ABN forms are updated every three years, so it’s important to make sure your forms are in line with current regulations. To avoid billing problems, make sure patients sign an ABN if they’re aren’t covered, whether that is due to a lack of insurance or simply because their specific procedure isn’t covered by their insurance plan. This makes billing and collections much simpler.

3. Online or Mobile Payment Options
Sending a check or paying in the office can be a massive inconvenience for patients, especially if their bill isn’t generated on the same day as their appointment. This is why many practices have started adopting online or even mobile payment options. For someone who lives on their cellphone, it’s much more convenient to be able to pay with a mobile application.

This also helps eliminate the extra step of having to deposit patient checks and wait for them to clear if the patients pay your office directly. It is essential to make sure these payment programs are secure, since they tie back to private patient health information. If you use the same sort of encryption that online stores do, you can be assured that your patient information and payments will be protected.

4. Automated Eligibility Verification
Determining insurance eligibility has always been a time-consuming process — first, you have to collect the patient’s information, then you have to contact the insurance company and often your biller as well to ensure the patient is eligible.
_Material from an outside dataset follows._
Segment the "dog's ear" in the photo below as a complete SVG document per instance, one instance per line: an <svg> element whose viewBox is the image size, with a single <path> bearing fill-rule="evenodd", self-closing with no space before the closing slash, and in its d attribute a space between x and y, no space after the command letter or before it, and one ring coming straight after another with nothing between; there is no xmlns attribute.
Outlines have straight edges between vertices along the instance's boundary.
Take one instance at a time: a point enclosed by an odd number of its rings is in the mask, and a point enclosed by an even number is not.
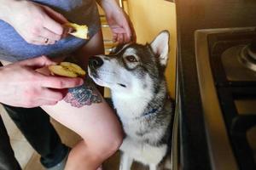
<svg viewBox="0 0 256 170"><path fill-rule="evenodd" d="M169 39L169 31L163 31L150 43L153 52L154 53L154 54L156 54L156 56L159 57L160 63L163 66L166 66L167 64Z"/></svg>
If the insurance company is taking a lot of calls on that particular day, you could spend minutes or hours on the phone waiting for someone to pick up on the other end.

In the information age, many insurance companies and medical practices are switching to automatic eligibility verification. This removes all the steps except the first one. Once you’ve collected the patient information, you simply input the data into the verification system and the rest of the work is done for you. It eliminates the majority of the legwork that normally comes with eligibility verification.

Medical billing will always be a part of running a medical practice — getting paid is what enables you to keep the doors open and help your patients. With new technology, it doesn’t have to be a chore that takes up a good portion of your time anymore.